Close
Community Roots

Community Roots

16th street

16th Street Baptist Church: A Living Testament

Just 6 years old on the fateful September morning of the 16th Street Baptist Church bombing, Marietta Autrey-Roberson’s life was indefinitely changed. Though Roberson wasn’t actually in the church at the time of the bombing, she recalls the aftermath and the chaos rampant throughout the city.

A Testimony

“I always went to church with my aunt, but she worked one Sunday out of every month, and it just so happened that the Sunday of the explosion she had to work, so I wasn’t there,” Roberson said.

Perhaps another reason she felt the turmoil of the explosion’s repercussion so closely was another bombing in the city, which hit a little closer to home.

“I was very aware of the church bombing, even as a 6-year-old, because it had happened to my own family first,” Roberson said.

“My grandparents had just built a house on Center Street, better known as Dynamite Hill,” Roberson said. “The day after they moved into the house, bombers cut a hole in the front screen porch and stuck a stick of dynamite in it. My grandmother was the only one home and she was in the very back of the house when it happened. She did survive it.”

The Church

The Rev. Arthur Price Jr. has been the senior pastor of 16th Street Baptist Church for the past nine years. When he came to the church in 2002, he had a vision of a Christ-centered church body that maintains and preserves the church’s civil rights history and tragedy.

“I wanted to give the community a chance to have the church as a strong civil rights shrine, but I wanted a Bible-centered and God-centered church first and foremost,” Price said.

Walking into the beautiful Byzantine-style church building, one is surrounded by stained glass windows and a spacious sanctuary. The original building was constructed in the 1880s as one of the first African-American churches in the city.

In 1911, T.C. Windham, a local black contractor redesigned and rebuilt a Byzantine-style building which cost approximately$26,000.
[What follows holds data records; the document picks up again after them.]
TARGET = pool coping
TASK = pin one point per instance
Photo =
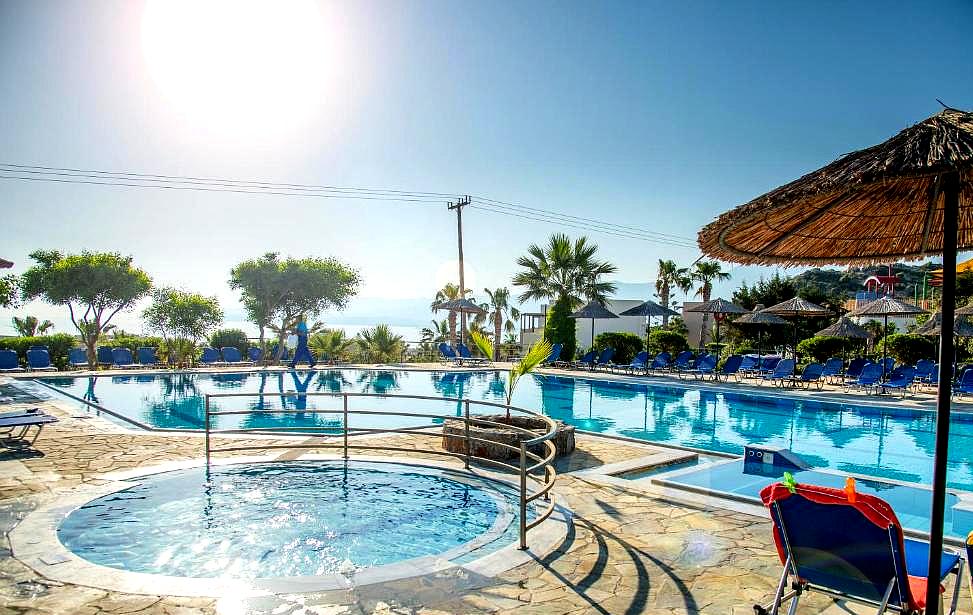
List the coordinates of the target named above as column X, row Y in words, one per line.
column 34, row 541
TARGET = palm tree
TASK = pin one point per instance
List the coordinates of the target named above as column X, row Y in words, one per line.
column 565, row 273
column 438, row 331
column 498, row 309
column 330, row 343
column 705, row 273
column 380, row 344
column 450, row 292
column 28, row 326
column 671, row 276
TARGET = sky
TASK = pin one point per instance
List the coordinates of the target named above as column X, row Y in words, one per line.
column 654, row 115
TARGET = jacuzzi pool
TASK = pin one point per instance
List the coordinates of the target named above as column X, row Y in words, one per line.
column 291, row 519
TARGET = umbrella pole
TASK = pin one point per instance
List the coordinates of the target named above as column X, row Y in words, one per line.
column 950, row 232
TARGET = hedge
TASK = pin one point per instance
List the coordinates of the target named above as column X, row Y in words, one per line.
column 626, row 345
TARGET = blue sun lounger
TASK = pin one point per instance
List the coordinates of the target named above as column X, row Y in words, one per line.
column 781, row 374
column 870, row 378
column 902, row 379
column 38, row 360
column 14, row 429
column 9, row 362
column 849, row 546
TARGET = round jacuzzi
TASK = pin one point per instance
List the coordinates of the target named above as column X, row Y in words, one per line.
column 291, row 519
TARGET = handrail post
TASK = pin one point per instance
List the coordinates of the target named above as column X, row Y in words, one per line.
column 523, row 496
column 469, row 451
column 206, row 424
column 344, row 422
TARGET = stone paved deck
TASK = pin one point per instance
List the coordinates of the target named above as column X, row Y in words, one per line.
column 627, row 551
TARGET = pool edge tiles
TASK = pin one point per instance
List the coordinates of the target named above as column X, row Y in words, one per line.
column 35, row 542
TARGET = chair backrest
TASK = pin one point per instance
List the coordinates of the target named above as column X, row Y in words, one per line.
column 832, row 367
column 851, row 547
column 8, row 359
column 147, row 355
column 446, row 350
column 38, row 358
column 78, row 356
column 855, row 367
column 732, row 364
column 210, row 355
column 785, row 367
column 662, row 359
column 812, row 371
column 121, row 356
column 104, row 355
column 870, row 374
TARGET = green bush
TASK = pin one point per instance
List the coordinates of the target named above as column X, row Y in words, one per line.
column 560, row 328
column 661, row 340
column 907, row 348
column 230, row 337
column 58, row 345
column 626, row 345
column 822, row 348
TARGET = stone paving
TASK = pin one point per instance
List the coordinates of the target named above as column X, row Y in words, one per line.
column 627, row 551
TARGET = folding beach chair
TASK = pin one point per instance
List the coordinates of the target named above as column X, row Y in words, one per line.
column 39, row 360
column 849, row 546
column 9, row 361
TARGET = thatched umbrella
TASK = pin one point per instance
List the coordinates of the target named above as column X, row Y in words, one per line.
column 593, row 310
column 794, row 308
column 463, row 306
column 648, row 309
column 885, row 307
column 907, row 198
column 720, row 308
column 759, row 319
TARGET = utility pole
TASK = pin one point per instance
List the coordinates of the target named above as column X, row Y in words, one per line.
column 458, row 206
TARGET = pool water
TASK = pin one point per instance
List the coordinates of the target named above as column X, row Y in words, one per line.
column 284, row 519
column 855, row 437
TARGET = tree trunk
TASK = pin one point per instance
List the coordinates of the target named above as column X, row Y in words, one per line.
column 664, row 297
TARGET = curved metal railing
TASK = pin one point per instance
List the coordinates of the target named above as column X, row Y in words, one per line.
column 535, row 471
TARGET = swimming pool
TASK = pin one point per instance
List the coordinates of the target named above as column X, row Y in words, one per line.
column 290, row 519
column 881, row 441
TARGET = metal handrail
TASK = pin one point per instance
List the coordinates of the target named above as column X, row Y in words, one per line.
column 528, row 474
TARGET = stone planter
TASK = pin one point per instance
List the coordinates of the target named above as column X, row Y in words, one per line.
column 456, row 442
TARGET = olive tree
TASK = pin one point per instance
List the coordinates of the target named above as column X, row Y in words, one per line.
column 95, row 286
column 276, row 293
column 182, row 319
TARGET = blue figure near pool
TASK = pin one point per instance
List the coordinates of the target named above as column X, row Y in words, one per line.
column 302, row 353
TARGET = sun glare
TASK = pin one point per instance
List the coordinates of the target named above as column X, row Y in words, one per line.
column 243, row 66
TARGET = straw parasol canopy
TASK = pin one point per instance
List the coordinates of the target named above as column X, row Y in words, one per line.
column 720, row 308
column 649, row 309
column 463, row 306
column 845, row 327
column 868, row 207
column 759, row 317
column 593, row 310
column 907, row 198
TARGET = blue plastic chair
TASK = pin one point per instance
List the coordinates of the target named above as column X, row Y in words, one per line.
column 9, row 361
column 39, row 361
column 869, row 378
column 832, row 369
column 147, row 356
column 848, row 546
column 811, row 375
column 122, row 358
column 783, row 370
column 211, row 357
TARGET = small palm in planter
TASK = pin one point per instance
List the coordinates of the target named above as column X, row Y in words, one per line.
column 564, row 441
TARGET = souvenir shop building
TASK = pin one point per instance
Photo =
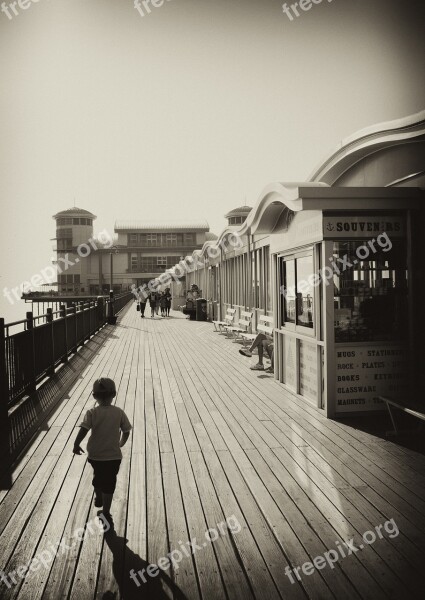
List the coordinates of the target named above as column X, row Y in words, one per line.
column 338, row 262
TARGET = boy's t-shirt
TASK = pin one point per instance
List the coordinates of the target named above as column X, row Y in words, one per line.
column 106, row 424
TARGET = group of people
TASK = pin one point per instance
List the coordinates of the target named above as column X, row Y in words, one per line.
column 157, row 300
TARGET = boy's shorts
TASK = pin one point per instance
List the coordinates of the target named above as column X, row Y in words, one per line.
column 105, row 474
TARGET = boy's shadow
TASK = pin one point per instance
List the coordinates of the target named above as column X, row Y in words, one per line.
column 124, row 561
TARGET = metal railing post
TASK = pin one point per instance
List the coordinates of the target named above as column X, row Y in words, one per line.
column 30, row 328
column 49, row 319
column 74, row 312
column 4, row 374
column 65, row 330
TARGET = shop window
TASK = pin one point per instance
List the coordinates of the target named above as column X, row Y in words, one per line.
column 171, row 239
column 370, row 296
column 151, row 239
column 305, row 291
column 134, row 262
column 297, row 290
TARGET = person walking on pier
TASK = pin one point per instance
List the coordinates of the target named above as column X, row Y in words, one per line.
column 163, row 304
column 264, row 343
column 142, row 304
column 167, row 302
column 153, row 299
column 110, row 429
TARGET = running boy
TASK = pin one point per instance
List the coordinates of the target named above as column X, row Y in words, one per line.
column 105, row 443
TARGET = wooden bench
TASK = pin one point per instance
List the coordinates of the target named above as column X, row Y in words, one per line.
column 410, row 409
column 243, row 325
column 228, row 320
column 265, row 325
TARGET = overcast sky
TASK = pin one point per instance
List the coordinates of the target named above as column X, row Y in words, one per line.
column 188, row 111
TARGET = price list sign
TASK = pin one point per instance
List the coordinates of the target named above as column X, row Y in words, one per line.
column 365, row 372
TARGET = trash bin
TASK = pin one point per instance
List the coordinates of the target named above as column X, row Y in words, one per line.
column 201, row 309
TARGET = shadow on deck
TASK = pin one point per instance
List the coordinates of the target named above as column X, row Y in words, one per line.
column 251, row 492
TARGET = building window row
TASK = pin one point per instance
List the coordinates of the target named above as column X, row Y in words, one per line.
column 64, row 233
column 161, row 239
column 64, row 279
column 63, row 245
column 151, row 264
column 74, row 221
column 236, row 220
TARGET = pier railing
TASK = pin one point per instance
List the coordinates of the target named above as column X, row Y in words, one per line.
column 46, row 341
Throughout the 20th century, many prominent African-American leaders came to speak at 16th Street Baptist, including W.E.B. DuBois and Mary McLeod Bethune.

A Turning Point

The church remained an active part of the Birmingham African-American community through the decades, but on a quiet, average Sunday afternoon in September 1963, the lives of every member of this peaceful church would change forever.

A bomb, planted in the church basement by Ku Klux Klan members, killed four young girls and injured 22 other church members. Some historians say that the bombing of 16th Street Baptist, coupled with the assassination of President John F. Kennedy only two months later, would light the fuse for the explosion of the civil rights movement of the mid-1960s.

The Church Today

The church’s strong civil rights history is prevalent, but not overarching in the everyday life of its church members. The sermons are loud – full of soul and song. Shouting a gospel-centric message to the congregation with occasional retorts of hearty “Amen” from the pews, Sunday mornings are anything but dull. Cushioned red carpet adorns the floors of the church sanctuary. Warm and inviting, the pews slowly fill with congregants as the large room’s acoustics surround the audience with the music of the choir, organ, brass section, violin and bass.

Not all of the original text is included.